As it is a self-limiting infection, treatment is usually not necessary; in more serious cases, antibiotics can be effective. Most people recover completely, even without antibiotics, although antibiotics may speed up the recovery process. In untreated children and adults, coughing and weakness can persist for up to a month. The disease can be more serious in elderly patients and those with a weakened immune system.
While there’s no vaccine to prevent mycoplasma, there are simple measures that can be taken to reduce your chances of contracting it.
• Cover your mouth and nose with tissues when sneezing and coughing – and throw them away after use!
• Wash your hands frequently – good hand hygiene can go a long way in reducing the risk of transmission.
• Consult your doctor as soon as you suspect you have mycoplasma – this will help keep it from spreading further.
An Expat’s Account
EL’s very own Rachael Wheeler shares her first-hand experience of mycoplasma.
When a cold (well, what I thought was a cold) refused to leave me alone after about two weeks, a few ladies in the office asked if I had mycoplasma. ‘A who?’ I thought. ‘What is that, some sort of worm situation?’ ‘Nah, it’s just a bad cold.’ Another week later and my cough was hitting ‘90-year-old-man-who-smokes-40-a-day’ levels. It was a thousand-fold worse by night; as soon as my head hit that pillow, countless tiny feathers started dancing their way up and down my throat.

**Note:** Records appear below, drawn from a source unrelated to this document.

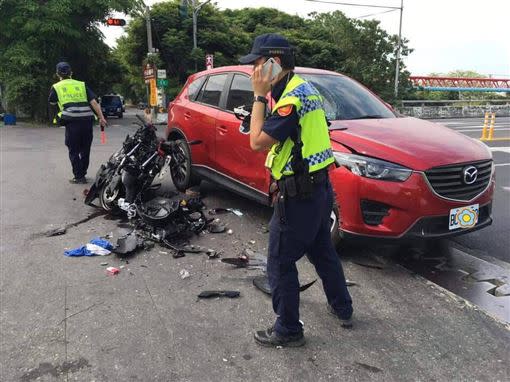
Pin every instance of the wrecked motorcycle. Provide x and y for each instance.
(130, 170)
(125, 182)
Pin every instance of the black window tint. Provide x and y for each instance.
(194, 87)
(241, 92)
(345, 99)
(211, 92)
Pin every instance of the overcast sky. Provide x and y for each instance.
(445, 34)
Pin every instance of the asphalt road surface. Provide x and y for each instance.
(64, 319)
(493, 241)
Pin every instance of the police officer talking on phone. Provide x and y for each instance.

So, off I trotted to the doctor. The verdict? Mycoplasma. The doctor tried to give me lozenges, syrup, throat relaxants, sleeping tablets and antibiotics, which came to about $200. I took the antibiotics and syrup, and ran. Well, slow-walked – running is out when you have the equivalent lung function of a dying mouse.
To be honest, it was pretty bad for another four weeks or so, particularly at night. It’s not completely disabling – mine wasn’t, anyway – but the lack of sleep, deep cough and inability to exercise (I tried a short run and found myself doubled-over and dry heaving about 80 metres down the road) start to get seriously annoying. And, I should admit, I passed the infection on to three others because I didn’t rest or wait long enough before attempting to get back to normal life.
The infection didn’t just vanish on the drugs; I took three courses of antibiotics (and caved into taking sleeping tablets) before the cough finally faded away, allowing me to sleep in peace. (My other half had a few nights in the spare room during the worst coughing stage.) It still affected my running for another couple of weeks after that, but it drifted away eventually.